As cameras go, this fits in the ‘toy’ category, next to other plastic wonders like the Holga or Diana. The lens is a simple plastic meniscus, the shutter is single-speed (about 1/125 allegedly) and there is a single fixed aperture (said to be about f/11). The focal length is roughly 40 or 45mm. The Gakkenflex takes standard 35mm film, and is actually very small and kind of cute in person.
Winding is manual of course and there is no frame counter, just an indicator to let you know when you’ve moved the film far enough for a single frame. Unlike the Holga, the Gakkenflex actually has a focus-aide! As a TLR, you are looking down onto the focus screen, and adjusting the twin lenses, so when it’s in focus on the screen it is (supposed to be) in focus for the film.
As with the Holga, the shutter release is not connected to the film advance, so you can take double-exposures, on purpose or accidentally. Finally, the Gakkenflex has a tripod mount (on the side of the body, so you mount it sideways) but there is no provision for a flash. None at all.

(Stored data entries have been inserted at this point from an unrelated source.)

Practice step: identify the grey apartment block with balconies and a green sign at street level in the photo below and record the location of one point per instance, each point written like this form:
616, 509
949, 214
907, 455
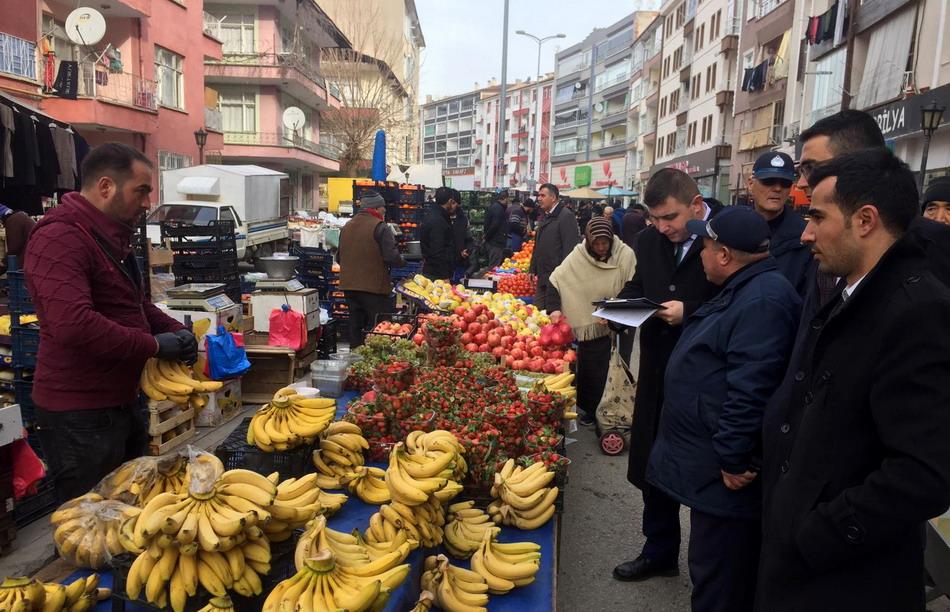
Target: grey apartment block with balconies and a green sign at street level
591, 104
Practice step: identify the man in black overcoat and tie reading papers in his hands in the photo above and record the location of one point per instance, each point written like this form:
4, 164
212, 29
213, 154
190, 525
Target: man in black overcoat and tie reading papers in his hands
669, 271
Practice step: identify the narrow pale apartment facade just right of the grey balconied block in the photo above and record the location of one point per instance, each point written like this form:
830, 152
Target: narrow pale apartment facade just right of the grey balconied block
644, 106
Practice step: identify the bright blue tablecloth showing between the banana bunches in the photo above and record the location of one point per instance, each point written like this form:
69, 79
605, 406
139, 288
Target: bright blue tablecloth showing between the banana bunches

I rushed a roll of film through the Gakkenflex to see how it would go. As expected, the plastic lens gives a ‘soft’ look to the shots, and you can get some Holga-like effects by playing with double-exposures and other ‘artistic’ errors.
I quite like the Gakkenflex, although the first batch of shots won’t win any awards. Maybe if I spent more time outside and wasn’t in a hurry to ram film through it… Oddly it also makes me want to blow the dust off my Holga and play with it some more too. The Gakkenflex has the advantage in cuteness, and if you don’t have a cheap source of 120mm film then the Gakken wins there too for using standard 35mm film.
As usual with kits, 80% of the fun for me is in the building.